The scribbly gums had lost their scribbly bark and the rushes and grasses were springing back. Flowers were few, but some early dainties were Comesperma sphaerocarpum, Orianthera pusilla, Goodenia paniculata and Hypericum gramineum.
We were able to relocate nine or ten Allocasuarina glareicola which were reshooting from their bases at a location where they had previously been logged as fruiting adults. This species is rare and restricted to the Castlereagh area.
Leader (and report): Alison Hewitt
It was a damp and rainy start as seven plant enthusiasts explored around exposed rocky platforms beside the road to Murphy’s Glen. The heath was dense and there was profuse growth of Cordifex fastigatus after wet seasons. Both low growing woody shrubs Baeckea brevifolia, and Leucopogon microphylla were covered in white flowers.

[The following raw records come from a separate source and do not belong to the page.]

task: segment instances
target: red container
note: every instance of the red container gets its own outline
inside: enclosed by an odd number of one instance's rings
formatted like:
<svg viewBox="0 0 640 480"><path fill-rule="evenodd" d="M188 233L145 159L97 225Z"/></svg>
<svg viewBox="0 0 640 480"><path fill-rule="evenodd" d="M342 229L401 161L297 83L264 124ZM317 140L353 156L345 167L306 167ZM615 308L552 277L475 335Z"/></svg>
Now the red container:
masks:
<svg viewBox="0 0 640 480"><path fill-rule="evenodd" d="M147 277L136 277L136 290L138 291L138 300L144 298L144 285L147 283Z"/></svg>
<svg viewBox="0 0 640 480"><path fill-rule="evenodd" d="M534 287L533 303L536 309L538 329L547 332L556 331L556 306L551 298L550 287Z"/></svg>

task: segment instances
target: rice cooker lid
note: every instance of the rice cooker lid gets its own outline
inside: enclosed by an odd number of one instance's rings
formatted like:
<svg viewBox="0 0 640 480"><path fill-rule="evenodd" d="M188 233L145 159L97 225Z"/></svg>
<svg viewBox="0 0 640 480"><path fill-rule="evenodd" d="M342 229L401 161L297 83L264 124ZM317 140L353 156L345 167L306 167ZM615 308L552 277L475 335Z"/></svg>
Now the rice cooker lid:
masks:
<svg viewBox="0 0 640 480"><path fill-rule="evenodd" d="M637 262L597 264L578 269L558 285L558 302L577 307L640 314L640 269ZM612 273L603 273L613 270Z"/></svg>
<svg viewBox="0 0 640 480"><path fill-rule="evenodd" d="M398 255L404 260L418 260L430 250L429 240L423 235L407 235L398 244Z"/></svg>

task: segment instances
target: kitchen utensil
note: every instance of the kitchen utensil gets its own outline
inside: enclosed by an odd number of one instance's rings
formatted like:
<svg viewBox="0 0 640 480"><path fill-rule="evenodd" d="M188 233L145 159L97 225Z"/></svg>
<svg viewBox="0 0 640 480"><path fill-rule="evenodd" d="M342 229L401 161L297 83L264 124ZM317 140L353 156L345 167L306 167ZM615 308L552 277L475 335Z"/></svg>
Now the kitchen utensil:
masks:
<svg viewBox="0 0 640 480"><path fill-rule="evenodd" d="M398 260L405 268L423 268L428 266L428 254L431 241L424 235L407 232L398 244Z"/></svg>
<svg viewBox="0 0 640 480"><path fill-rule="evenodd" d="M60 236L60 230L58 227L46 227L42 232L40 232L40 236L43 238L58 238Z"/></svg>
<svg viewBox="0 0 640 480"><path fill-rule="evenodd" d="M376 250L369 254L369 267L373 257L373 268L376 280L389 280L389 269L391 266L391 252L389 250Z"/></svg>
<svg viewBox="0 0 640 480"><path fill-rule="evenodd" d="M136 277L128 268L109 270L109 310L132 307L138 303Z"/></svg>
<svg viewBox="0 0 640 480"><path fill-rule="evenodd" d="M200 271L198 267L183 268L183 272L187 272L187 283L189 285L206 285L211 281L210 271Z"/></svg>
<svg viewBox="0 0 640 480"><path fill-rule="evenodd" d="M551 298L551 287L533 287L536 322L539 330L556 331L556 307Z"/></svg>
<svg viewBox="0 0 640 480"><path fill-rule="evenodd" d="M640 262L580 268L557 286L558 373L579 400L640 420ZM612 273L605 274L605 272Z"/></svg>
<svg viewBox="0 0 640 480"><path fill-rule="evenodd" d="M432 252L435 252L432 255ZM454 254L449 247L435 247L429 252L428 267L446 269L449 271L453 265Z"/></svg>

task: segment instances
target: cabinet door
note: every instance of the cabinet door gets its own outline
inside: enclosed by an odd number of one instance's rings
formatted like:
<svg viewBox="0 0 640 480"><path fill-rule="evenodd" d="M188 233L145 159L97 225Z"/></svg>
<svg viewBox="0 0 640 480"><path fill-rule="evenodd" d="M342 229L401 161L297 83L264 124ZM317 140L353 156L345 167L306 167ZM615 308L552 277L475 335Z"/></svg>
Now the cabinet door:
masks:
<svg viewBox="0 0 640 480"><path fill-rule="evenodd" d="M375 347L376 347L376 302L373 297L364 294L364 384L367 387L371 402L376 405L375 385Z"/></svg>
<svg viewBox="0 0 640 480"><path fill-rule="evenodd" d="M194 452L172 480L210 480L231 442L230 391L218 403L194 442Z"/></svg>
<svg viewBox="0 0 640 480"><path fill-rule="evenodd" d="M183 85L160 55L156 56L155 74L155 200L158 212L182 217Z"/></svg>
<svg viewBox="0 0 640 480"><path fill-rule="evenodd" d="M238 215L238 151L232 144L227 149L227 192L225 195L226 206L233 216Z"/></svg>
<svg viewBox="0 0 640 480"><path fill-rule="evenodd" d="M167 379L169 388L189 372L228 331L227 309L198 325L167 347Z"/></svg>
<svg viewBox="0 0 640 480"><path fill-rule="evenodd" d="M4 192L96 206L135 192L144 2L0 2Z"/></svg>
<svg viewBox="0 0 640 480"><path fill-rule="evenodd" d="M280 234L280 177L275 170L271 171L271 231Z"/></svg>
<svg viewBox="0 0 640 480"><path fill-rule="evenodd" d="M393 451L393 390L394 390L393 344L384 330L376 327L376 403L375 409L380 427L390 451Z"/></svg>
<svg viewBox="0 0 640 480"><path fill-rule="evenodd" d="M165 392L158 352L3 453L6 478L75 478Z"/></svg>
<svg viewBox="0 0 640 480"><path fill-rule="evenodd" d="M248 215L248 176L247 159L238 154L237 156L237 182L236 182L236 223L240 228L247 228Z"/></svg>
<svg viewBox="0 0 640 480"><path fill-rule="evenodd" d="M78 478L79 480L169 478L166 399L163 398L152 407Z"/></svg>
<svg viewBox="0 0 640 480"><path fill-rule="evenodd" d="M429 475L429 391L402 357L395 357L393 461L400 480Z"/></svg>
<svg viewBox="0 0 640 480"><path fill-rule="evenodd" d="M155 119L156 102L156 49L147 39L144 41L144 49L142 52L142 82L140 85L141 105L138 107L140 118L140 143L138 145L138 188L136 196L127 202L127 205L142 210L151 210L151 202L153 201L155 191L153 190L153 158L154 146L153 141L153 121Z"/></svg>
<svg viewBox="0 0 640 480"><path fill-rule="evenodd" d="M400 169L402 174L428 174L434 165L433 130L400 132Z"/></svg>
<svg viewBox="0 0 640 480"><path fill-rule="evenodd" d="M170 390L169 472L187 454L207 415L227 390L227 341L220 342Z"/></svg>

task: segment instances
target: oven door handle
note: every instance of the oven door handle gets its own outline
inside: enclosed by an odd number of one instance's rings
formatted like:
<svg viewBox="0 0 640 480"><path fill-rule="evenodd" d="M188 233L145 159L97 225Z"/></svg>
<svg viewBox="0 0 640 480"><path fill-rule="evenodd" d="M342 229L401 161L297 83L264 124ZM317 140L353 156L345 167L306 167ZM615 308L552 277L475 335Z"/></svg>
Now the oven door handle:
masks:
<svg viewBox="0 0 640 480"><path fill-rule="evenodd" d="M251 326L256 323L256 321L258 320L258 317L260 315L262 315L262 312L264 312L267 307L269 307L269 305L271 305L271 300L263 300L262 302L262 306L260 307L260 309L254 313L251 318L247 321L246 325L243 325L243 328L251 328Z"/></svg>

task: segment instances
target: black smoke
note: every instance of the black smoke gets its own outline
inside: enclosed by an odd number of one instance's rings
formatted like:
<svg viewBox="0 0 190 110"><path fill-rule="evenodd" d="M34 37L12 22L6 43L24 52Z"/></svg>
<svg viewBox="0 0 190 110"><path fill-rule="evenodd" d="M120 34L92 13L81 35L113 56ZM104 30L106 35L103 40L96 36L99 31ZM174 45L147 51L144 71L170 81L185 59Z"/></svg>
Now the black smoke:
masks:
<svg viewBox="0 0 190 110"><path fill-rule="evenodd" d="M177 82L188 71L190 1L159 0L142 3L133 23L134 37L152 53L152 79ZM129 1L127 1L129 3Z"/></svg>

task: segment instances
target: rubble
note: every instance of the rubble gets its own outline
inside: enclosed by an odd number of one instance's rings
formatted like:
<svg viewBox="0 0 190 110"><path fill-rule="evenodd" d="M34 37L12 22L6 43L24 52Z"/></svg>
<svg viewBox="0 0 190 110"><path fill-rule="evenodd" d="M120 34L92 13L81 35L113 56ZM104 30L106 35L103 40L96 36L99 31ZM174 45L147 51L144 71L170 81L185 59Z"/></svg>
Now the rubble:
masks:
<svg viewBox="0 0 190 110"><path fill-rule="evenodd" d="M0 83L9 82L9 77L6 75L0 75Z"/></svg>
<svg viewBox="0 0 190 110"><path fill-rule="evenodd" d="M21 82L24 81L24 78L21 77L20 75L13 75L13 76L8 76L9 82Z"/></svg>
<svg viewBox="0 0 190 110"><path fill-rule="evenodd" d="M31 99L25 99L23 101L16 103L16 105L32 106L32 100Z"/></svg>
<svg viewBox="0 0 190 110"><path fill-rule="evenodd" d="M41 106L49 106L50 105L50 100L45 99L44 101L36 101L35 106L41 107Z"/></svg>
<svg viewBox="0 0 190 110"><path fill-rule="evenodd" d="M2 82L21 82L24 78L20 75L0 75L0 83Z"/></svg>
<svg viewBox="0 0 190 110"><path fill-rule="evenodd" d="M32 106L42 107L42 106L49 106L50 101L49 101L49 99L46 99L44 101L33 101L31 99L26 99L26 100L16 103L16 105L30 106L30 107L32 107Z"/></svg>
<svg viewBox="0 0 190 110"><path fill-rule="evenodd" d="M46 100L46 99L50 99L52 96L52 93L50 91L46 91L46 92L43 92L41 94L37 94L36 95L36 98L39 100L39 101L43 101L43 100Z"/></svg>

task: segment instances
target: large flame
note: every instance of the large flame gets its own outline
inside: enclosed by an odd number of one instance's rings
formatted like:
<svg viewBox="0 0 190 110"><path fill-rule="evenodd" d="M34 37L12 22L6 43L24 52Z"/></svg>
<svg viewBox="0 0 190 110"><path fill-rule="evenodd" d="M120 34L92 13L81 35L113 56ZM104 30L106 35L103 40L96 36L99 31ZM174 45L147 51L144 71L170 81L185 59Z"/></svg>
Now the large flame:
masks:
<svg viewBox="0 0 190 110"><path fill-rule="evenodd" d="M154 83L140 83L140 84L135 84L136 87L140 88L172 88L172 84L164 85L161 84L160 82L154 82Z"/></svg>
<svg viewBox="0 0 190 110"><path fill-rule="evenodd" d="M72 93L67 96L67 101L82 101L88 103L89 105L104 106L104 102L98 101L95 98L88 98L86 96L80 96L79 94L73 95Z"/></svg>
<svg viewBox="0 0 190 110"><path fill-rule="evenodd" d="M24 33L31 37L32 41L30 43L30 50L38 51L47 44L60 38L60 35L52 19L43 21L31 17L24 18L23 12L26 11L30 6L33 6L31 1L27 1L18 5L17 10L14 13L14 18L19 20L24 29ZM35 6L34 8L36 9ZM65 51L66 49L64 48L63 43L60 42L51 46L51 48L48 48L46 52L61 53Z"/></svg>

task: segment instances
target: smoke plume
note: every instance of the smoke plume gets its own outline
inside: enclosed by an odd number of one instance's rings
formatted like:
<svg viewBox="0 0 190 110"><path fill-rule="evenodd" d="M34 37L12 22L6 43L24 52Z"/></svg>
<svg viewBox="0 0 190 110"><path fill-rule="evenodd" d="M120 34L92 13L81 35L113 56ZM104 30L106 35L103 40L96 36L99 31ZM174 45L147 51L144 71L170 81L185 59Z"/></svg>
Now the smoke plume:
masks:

Following the 2019/2020 wildfires the Eucalypt woodlands were recovering with an understory of Fabaceae plants. We found a community of vigorous pea plants with orange and reddish flowers. After discussion and checking field guides we identified them as Bossiaea heterophylla which typically have sparse foliage and are straggly in appearance. It is also called Variable Bossiaea. A hot cup of tea at Jelena’s place was very welcome on the way home.
Leader: Jelena Emmerick
Report: Meredith Brownhill
Seven members of the Plant Study Group enjoyed a lovely morning in the rainforest. After a dry couple of weeks, fungi were not abundant but we found some Dead Man's Fingers (Xylaria), large bracket fungi and tiny Cyptotrama aspratum on fallen branches. We got to grips with a feast of ferns, some identified for the first time by some members eg Pellaea falcata (Sickle fern) and Asplenium flabellifolium (Necklace fern). We also found some orchid leaves (Sarchochilus sp) on pieces of fallen bark and hiding in the leaf litter were leaves of Corybas and Chiloglottis.
Leader (and report): Sue Nicol
With excitement in the air 13 bus passengers set out for Mt Annan Botanic Gardens in the Council Community Bus, driven by a capable volunteer driver. Our group was a mix of Nursery Volunteers and Plant Group members, so sharing our interest in native flora and the National Herbarium was rewarding. Herbarium staff took us on a tour of the newly designed building with sealed rooms for drying plants at 30c, freezing at minus 20c to sterilise plant specimens, and then a vault for storing specimens for perpetuity.
The Herbarium has plant samples collected from 1770 by Joseph Banks, and now the entire plant collection of Isobel Bowden, a late member of the Blue Mountains Conservation Society and renowned for her botanical contribution to conservation, is held there. See the photos of two of Isobel's specimens, gratefully given to us by the Herbarium. Also find Isobel's biography here.
We also had a good discussion with the Herbarium staff about protocols for plant collection, noting a license is required to collect native flora.
All this activity was followed by a very enjoyable lunch in the shady Grevillea Gardens, followed by a cool & shady walk through the Evolutionary Garden. The extra thrill of the day was finding a turtle in a creek and seeing a flock of Blue Triangle Butterflies.
Leader (and report): Meredith Brownhill
The first walk for 2023 was on a beautiful, clear, blue day after a week of rain.
Ten plant enthusiasts enjoyed the spectacular landscape and were delighted with the masses of white flannel flowers (Actinotus helianthi) and Platysace lanceolata as well as the vibrant pink tufts of Stylidium lineare growing on almost bare rock surfaces.
Deep blue Thelionema ceaspitosum was a new plant for some. We also saw a tally of 5 different orchids, notably Cryptostylis subulata (large tongue orchid).